Social Media und Politik

Kommerzielle Interessen der Plattformen schützen nicht vor Manipulation. Im Gegenteil.

Heinz D. Schultz, Datenanalyse-Experte bei RADiOSPHERE

Das Internet und Social Media haben alles verändert.

Natürlich auch die Politik. Politiker informieren über ihre Termine auf Twitter, sie betreiben Facebook-Seiten, auf denen sich ihre Anhänger scharen. Ihre Reden sind auf Youtube bis in alle Ewigkeit abrufbar. Politiker müssen heute auf Social Media präsent sein, weil sie Bürger erreichen wollen, die sich ausschließlich auf solchen Plattformen informieren.

Das Internet und Social Media haben deshalb auch professionelle Medien verändert: Traditionsreiche Redaktionen wie die des The Economist @TheEconomist oder der Frankfurter Allgemeinen @faz nutzen unterschiedliche Plattformen, um Leser auf ihre Websites zu ziehen, also für ihren redaktionellen Content zu werben, der natürlich werbefinanziert ist.

Auch die Leser, die Medienkonsumenten, die Wähler – also uns – hat das sogenannte Web2.0 verändert. Weil Social Media Plattformen uns per Algorithmen Inhalte und Links vorschlagen, die wir lesen wollen. Das zumindest suggerieren wir der Empfehlungssoftware durch unser bisheriges Nutzerverhalten. Medienkritiker sprechen von der filter bubble: Wir bewegen uns in den Social Media meist im Kreise des Bekannten. Auf Neues stoßen wir nur, wenn uns unsere Kontakte oder eben ein Empfehlungsprogramm darauf aufmerksam machen.

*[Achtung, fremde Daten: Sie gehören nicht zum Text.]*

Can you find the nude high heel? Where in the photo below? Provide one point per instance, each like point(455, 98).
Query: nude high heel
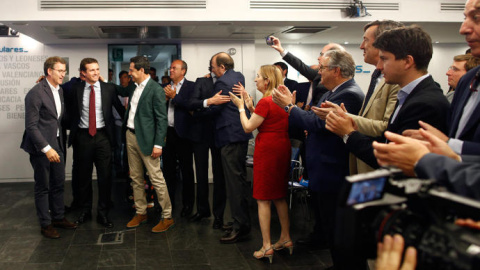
point(279, 246)
point(262, 253)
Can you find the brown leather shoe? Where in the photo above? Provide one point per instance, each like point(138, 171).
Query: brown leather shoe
point(63, 223)
point(50, 232)
point(164, 225)
point(136, 221)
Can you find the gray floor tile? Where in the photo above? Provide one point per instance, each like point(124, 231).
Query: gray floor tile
point(118, 257)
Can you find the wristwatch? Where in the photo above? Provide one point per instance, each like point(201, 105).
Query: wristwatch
point(287, 108)
point(346, 136)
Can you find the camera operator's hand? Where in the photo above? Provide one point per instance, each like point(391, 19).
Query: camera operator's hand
point(389, 254)
point(437, 145)
point(401, 152)
point(469, 223)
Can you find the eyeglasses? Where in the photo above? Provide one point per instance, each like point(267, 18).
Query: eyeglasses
point(454, 69)
point(325, 67)
point(61, 71)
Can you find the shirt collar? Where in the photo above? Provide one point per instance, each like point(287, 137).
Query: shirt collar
point(52, 87)
point(144, 83)
point(407, 89)
point(336, 87)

Was diese Algorithmen, diese Filter nicht können, ist Wahrheit von Unwahrheit, von Vermutungen oder Gerüchten zu trennen. Weil das bisher auch gar nicht im Fokus der Plattformanbieter ist, deren Geschäftsmodell auf Klicks und damit Werbe-Dollars oder Euros beruht.

Deshalb sollte jeder – Privatpersonen, Politiker oder auch Organisation und Unternehmen – sich immer wieder die Interessenlage der Beteiligten an Social Media bewusstmachen: die der Plattformanbieter, die der Nutzer und die der Werbe- oder Marketingtreibenden. Dabei helfen nicht unbedingt die klassischen Analysewerkzeuge. Vielmehr braucht es dafür Erfahrung und Know-how über die Arbeits- und Wirkungsweise von Medien, also auch der Social Media.